We never made a show of our happiness. When the cameras pressed in years later for "how did you survive?" I said, "We did what people do: we told the truth and we tended one another."
No universal ending came. Instead, life kept delivering quiet chapters: a baby who liked to grip my finger and then let go, a small person with pink fingertips like sugar, who trusted me with everything.
On the morning I held that small person and felt the pressure of a tiny hand close across my palm, I thought of the press conference, of money crooked like a snake, of men who believed power could smooth over shame. I thought of Camille—no, Camden—and the way the cameras turned away from him. I felt a satisfaction that was not bitter. It was simply that the world had been set, slightly straighter.

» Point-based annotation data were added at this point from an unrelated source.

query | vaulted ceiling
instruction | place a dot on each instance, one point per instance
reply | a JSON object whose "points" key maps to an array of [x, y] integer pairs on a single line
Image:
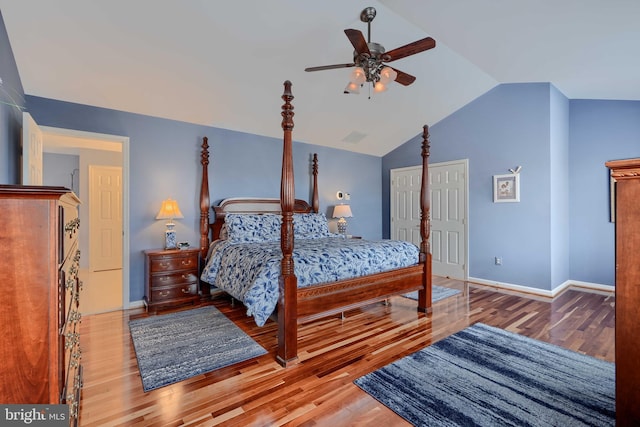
{"points": [[223, 63]]}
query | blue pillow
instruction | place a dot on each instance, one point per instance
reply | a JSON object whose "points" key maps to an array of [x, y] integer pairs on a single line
{"points": [[310, 226], [253, 227]]}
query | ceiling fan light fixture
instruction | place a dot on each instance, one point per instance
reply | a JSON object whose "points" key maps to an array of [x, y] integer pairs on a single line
{"points": [[358, 76], [379, 87], [352, 87], [387, 75]]}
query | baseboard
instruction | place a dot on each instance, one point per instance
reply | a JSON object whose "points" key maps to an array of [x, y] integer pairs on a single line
{"points": [[136, 304], [574, 284]]}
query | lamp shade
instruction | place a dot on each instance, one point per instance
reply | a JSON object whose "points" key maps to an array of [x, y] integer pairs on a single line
{"points": [[342, 211], [169, 210]]}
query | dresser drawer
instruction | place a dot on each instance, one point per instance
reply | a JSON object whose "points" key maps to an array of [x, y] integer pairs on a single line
{"points": [[185, 277], [175, 292], [171, 278], [173, 263]]}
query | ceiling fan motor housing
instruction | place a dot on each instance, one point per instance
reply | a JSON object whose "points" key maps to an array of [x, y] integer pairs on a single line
{"points": [[371, 62]]}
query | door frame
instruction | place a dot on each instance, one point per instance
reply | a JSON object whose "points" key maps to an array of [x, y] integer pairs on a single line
{"points": [[106, 138], [465, 163]]}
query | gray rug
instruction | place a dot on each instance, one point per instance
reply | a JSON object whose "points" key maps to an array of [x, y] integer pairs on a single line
{"points": [[437, 293], [174, 347], [485, 376]]}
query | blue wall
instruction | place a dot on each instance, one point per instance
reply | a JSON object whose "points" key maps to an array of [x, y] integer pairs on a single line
{"points": [[559, 188], [560, 230], [165, 162], [600, 131], [507, 127], [11, 104]]}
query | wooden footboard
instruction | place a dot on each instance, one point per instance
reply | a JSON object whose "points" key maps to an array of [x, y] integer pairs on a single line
{"points": [[327, 299]]}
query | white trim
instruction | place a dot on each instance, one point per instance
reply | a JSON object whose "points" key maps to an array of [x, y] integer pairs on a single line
{"points": [[124, 140], [543, 292]]}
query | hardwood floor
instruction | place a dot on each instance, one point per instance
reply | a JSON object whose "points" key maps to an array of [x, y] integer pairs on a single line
{"points": [[319, 391]]}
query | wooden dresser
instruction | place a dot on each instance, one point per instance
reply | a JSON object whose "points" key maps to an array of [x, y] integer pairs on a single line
{"points": [[627, 207], [171, 277], [39, 317]]}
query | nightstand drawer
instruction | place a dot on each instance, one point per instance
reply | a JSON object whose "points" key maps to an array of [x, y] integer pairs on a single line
{"points": [[173, 263], [159, 280], [164, 294]]}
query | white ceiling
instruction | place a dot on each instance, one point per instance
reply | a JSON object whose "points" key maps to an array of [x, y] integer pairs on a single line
{"points": [[223, 63]]}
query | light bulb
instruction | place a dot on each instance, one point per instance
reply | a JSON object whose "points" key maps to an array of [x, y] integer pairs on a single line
{"points": [[352, 88], [358, 76]]}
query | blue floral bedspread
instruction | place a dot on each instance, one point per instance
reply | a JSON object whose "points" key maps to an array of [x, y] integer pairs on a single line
{"points": [[249, 271]]}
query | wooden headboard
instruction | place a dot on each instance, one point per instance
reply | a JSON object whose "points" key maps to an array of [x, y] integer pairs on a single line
{"points": [[210, 230], [251, 206]]}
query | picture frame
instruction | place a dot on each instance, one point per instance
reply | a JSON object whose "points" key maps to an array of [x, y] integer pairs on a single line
{"points": [[506, 188]]}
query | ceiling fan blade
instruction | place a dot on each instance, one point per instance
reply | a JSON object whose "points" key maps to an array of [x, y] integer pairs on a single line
{"points": [[410, 49], [329, 67], [404, 78], [358, 41]]}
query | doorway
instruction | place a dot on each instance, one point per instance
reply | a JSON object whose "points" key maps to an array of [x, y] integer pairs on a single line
{"points": [[91, 148], [448, 195]]}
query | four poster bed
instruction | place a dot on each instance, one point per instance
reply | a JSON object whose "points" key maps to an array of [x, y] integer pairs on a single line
{"points": [[299, 277]]}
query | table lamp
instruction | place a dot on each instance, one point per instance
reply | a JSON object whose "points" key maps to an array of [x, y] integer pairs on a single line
{"points": [[169, 210], [342, 212]]}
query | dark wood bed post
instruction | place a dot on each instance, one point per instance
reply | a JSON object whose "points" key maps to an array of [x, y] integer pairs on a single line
{"points": [[205, 288], [424, 295], [288, 282], [315, 200]]}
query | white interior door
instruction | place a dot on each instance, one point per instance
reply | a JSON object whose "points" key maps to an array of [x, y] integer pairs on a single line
{"points": [[448, 188], [31, 151], [105, 207], [448, 198], [405, 204]]}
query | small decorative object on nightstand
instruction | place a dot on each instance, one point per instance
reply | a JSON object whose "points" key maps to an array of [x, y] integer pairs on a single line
{"points": [[171, 277], [342, 212], [169, 210]]}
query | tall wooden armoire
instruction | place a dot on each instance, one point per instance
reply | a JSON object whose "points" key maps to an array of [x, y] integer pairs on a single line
{"points": [[40, 360], [626, 174]]}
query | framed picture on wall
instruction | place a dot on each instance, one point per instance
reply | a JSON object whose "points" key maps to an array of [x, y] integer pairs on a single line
{"points": [[506, 188]]}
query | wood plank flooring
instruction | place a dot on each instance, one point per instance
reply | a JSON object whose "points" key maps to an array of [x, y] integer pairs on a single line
{"points": [[319, 391]]}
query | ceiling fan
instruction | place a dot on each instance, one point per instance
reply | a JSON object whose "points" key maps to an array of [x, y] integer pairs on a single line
{"points": [[369, 59]]}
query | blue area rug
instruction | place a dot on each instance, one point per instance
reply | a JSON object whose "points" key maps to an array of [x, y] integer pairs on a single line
{"points": [[177, 346], [437, 293], [485, 376]]}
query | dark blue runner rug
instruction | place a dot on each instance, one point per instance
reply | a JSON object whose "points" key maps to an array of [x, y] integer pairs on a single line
{"points": [[485, 376], [174, 347]]}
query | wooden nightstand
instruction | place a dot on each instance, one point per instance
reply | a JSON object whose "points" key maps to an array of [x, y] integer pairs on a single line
{"points": [[171, 277]]}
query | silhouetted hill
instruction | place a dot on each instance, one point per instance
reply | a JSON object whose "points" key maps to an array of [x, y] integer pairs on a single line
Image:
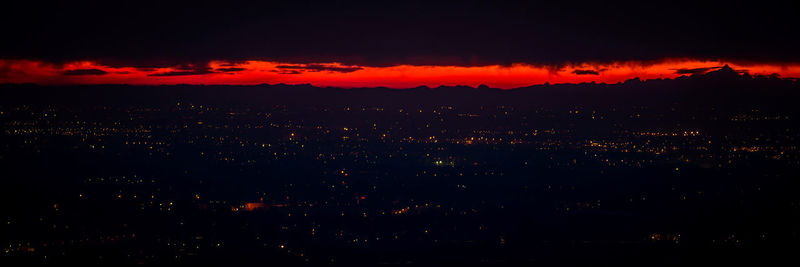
{"points": [[723, 87]]}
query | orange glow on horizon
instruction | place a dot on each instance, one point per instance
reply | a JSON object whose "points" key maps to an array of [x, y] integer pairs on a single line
{"points": [[338, 75]]}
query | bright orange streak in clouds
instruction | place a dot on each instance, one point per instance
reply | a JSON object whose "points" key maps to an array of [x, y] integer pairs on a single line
{"points": [[337, 75]]}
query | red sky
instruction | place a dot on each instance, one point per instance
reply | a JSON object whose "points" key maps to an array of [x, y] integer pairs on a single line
{"points": [[338, 75]]}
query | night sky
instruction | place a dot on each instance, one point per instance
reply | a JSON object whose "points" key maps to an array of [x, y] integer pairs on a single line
{"points": [[398, 44]]}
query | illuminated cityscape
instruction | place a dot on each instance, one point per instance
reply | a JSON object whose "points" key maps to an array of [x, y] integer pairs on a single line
{"points": [[189, 182]]}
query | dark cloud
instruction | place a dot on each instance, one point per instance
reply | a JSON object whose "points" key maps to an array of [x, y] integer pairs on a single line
{"points": [[287, 71], [319, 67], [182, 73], [232, 69], [696, 70], [79, 72], [379, 33], [586, 72]]}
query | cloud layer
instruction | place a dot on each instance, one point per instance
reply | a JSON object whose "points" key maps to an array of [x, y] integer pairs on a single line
{"points": [[376, 33]]}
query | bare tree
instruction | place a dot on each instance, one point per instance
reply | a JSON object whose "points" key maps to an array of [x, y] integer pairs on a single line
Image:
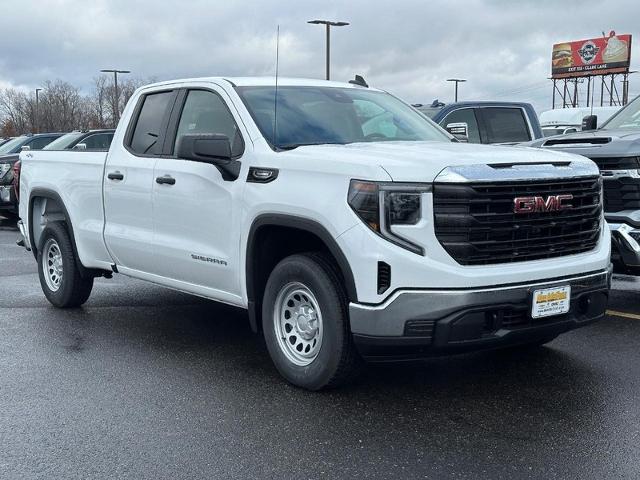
{"points": [[62, 107]]}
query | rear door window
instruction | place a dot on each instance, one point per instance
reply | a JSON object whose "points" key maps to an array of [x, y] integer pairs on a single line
{"points": [[505, 125], [39, 143], [98, 141], [148, 132], [464, 115], [205, 112]]}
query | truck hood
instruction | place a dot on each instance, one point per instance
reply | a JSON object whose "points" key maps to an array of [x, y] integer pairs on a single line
{"points": [[598, 143], [423, 161]]}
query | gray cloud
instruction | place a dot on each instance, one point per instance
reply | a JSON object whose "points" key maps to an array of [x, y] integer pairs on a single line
{"points": [[408, 47]]}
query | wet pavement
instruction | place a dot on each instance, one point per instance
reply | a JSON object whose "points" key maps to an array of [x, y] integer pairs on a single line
{"points": [[144, 382]]}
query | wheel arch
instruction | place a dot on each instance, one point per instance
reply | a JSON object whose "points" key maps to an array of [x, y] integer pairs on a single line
{"points": [[51, 208], [312, 234]]}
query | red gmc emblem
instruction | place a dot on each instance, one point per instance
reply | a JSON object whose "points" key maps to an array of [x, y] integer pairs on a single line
{"points": [[552, 203]]}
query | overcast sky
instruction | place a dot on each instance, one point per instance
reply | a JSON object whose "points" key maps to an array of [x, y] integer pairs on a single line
{"points": [[409, 47]]}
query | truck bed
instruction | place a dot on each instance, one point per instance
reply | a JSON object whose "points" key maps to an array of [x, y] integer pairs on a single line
{"points": [[76, 177]]}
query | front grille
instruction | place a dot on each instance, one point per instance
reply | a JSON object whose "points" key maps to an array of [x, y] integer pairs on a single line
{"points": [[476, 224], [617, 163], [384, 277]]}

"Are you happy?" Emilio asked that night as we folded a onesie together.
"I am," I answered honestly.
He pressed his forehead to mine and said, "Thank you for not letting them write you out."
I smiled. I thought of the pink fingertips, of a hand that could be used to hurt and the same hand that could cup a sleeping face. I closed my eyes and listened to the baby breathing like a slow, steady drum.
We had played with danger and walked out with our dignity. That felt like a miracle quieter than headlines but larger than the camera lenses had ever shown.